As a former teacher and public sector employee, Cardona said he was taking a bit of solace in having ramped up debt forgiveness for those in public service who had been paying off their loans for 10 years or more under the Public Service Loan Forgiveness program. “This was something that was passed by Republicans and Democrats in 2007,” he said.
“We provided debt relief to people that earned debt relief, and I’m proud of that because a lot of people challenge that,” Cardona said. “The same people that didn’t complain when we bailed out an airline industry or we bailed out banks; we were bailing out working-class Americans who work hard.”
In an interview with NBC News NOW on Wednesday, Cardona said many of the public employees who got debt relief are “people we said we need in our classrooms” during Covid as well as “firefighters, police officers, veterans; everyone that we called essential four years ago are benefiting from the Public Service Loan Forgiveness program.”
“No other administration has come close to the debt relief that we provided and fixing a broken system,” he said.
‘Good trouble’
Cardona warned that “there’s going to be a period of rain before the rainbow comes out” when it comes to education in the U.S.
“Students of color, who have historically been overlooked in admissions processes, have less access than they did three years ago,” Cardona said, in reference to the Supreme Court’s decision banning selective colleges and universities from using race as a factor in admissions. “It’s going to make us less competitive as a nation when only some of our students have access to higher education.”
According to Cardona, previous state-level bans against race-based affirmative action have given the country a glimpse of the consequences of prohibiting such a practice on a national scale.
In the nine states where bans took place, research found that the enrollment of students from underrepresented communities declined, even when other factors, such as class, were weighed more heavily.
“That’s probably going to happen in this country,” Cardona mentioned.
Cardona said he looks at a rubber bracelet he wears on his right hand that reads, “excellent hassle,” in memory of the late Rep.

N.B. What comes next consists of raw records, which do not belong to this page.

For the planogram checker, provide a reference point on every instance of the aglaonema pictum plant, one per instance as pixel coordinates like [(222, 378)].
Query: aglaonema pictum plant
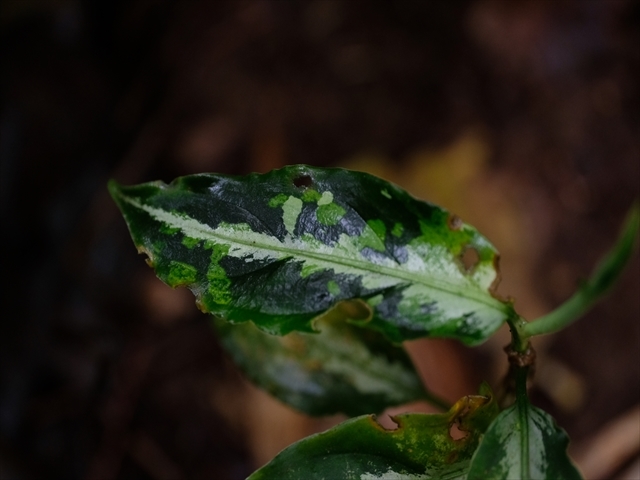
[(315, 277)]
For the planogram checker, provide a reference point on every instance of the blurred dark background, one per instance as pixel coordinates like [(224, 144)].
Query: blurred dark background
[(522, 117)]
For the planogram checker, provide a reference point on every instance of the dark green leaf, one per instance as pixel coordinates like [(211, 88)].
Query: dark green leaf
[(282, 248), (420, 448), (342, 369), (524, 442)]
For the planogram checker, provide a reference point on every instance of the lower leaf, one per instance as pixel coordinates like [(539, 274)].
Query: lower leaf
[(341, 369), (524, 442), (420, 448)]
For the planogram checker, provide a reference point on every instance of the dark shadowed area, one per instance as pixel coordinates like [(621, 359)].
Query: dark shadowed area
[(521, 117)]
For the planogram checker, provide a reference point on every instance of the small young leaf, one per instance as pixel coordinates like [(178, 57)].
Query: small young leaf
[(282, 248), (524, 442), (343, 369), (420, 448)]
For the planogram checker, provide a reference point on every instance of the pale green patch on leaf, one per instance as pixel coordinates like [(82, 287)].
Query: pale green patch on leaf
[(278, 200), (181, 274), (397, 230), (333, 288), (420, 448), (290, 212), (284, 242)]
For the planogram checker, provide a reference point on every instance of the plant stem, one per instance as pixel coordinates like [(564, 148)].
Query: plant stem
[(522, 402), (601, 281), (437, 402)]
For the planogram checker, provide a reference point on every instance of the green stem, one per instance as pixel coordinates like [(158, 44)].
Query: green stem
[(522, 402), (601, 281), (437, 402)]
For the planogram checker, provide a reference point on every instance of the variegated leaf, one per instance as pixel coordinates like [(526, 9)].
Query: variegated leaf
[(523, 442), (343, 369), (282, 248), (421, 448)]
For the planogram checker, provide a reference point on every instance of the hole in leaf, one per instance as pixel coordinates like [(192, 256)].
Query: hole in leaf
[(303, 181), (455, 433), (470, 258)]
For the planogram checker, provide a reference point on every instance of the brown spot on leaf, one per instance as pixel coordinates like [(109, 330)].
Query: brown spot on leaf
[(454, 222), (386, 423), (470, 258), (455, 433), (452, 457)]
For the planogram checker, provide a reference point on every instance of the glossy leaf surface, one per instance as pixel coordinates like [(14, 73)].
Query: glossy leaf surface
[(420, 448), (282, 248), (524, 442), (343, 368)]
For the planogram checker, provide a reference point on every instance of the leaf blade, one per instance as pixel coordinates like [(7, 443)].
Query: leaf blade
[(282, 248), (342, 369), (420, 448), (523, 442)]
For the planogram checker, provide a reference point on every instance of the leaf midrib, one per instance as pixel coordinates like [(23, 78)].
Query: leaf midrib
[(431, 282)]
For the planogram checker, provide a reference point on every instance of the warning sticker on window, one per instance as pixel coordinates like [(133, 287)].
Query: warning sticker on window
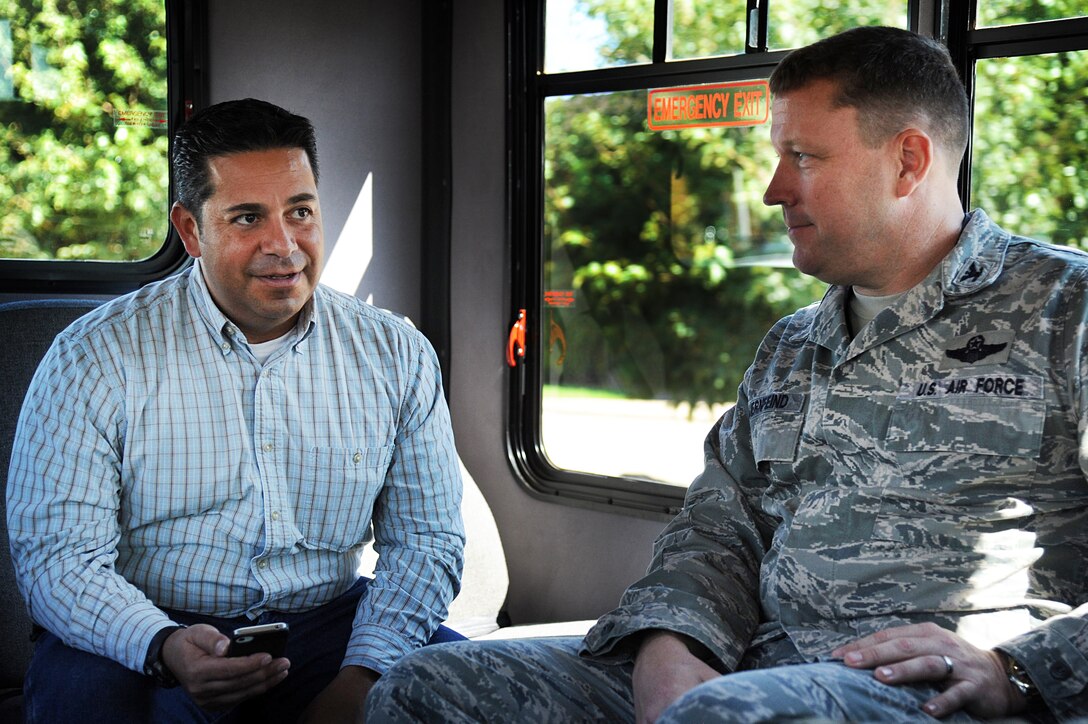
[(745, 102)]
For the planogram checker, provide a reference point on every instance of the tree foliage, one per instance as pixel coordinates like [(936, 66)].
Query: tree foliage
[(655, 232), (74, 182)]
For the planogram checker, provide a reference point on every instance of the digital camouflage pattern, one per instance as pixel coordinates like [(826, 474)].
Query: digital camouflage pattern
[(545, 680), (930, 468)]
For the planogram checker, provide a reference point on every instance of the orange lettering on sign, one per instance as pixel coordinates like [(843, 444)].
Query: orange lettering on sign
[(744, 102)]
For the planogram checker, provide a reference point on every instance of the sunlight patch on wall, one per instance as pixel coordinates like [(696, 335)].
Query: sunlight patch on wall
[(351, 254)]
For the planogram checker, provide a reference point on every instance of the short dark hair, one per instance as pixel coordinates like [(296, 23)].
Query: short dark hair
[(233, 126), (892, 76)]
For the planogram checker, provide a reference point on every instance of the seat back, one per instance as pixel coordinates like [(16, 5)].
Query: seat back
[(26, 331)]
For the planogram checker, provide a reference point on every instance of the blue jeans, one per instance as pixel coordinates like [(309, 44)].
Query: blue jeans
[(68, 685)]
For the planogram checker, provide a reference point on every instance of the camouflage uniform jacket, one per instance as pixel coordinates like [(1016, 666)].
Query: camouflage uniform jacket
[(930, 468)]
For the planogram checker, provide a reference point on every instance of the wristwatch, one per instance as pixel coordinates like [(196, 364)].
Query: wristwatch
[(1018, 677), (153, 665)]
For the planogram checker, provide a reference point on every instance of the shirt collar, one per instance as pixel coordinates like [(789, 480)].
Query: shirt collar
[(226, 332)]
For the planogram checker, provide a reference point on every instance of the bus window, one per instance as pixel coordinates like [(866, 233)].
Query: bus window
[(663, 271), (1005, 12), (652, 268), (1029, 169), (84, 170), (796, 24)]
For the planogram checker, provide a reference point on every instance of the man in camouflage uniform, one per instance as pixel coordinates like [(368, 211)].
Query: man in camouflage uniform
[(892, 523)]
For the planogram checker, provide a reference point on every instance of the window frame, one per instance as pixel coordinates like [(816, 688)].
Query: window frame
[(528, 87), (186, 90)]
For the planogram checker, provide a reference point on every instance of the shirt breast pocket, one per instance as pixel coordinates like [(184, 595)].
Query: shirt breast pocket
[(775, 438), (338, 489), (963, 465), (978, 426)]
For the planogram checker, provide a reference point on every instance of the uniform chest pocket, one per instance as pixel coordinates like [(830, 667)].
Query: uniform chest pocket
[(978, 426), (337, 490), (775, 437)]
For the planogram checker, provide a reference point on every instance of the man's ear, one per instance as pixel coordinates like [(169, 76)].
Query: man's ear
[(187, 228), (915, 149)]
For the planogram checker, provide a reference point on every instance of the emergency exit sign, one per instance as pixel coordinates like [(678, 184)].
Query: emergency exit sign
[(745, 102)]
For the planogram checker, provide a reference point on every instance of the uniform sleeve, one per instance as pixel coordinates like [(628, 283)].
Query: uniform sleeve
[(704, 575), (1055, 654), (63, 501), (418, 531)]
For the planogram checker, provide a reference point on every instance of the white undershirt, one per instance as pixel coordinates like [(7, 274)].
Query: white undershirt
[(863, 309), (264, 350)]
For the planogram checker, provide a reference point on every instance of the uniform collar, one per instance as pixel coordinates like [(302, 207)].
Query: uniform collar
[(973, 264)]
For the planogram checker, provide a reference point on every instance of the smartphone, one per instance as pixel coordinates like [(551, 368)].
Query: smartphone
[(270, 638)]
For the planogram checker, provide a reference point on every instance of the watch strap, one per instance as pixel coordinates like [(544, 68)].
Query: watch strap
[(1018, 677), (153, 665)]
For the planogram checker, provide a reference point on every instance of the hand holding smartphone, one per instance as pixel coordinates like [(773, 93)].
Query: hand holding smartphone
[(269, 638)]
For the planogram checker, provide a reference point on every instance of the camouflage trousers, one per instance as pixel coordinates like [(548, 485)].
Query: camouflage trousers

John Lewis, D-Ga., who famously fought for civil rights.
“He fought, when he used to be younger, to get freedoms that scholars had been being denied. He sacrificed a dozen in order that shall we progress ahead as a rustic,” Cardona said. “Sure, we’re going to travel right into a unlit day by which they need to near the Area of Training, stop affirmative action. … However we want to come in combination as a rustic and struggle for what we imagine — similar to Congressman John Lewis did.”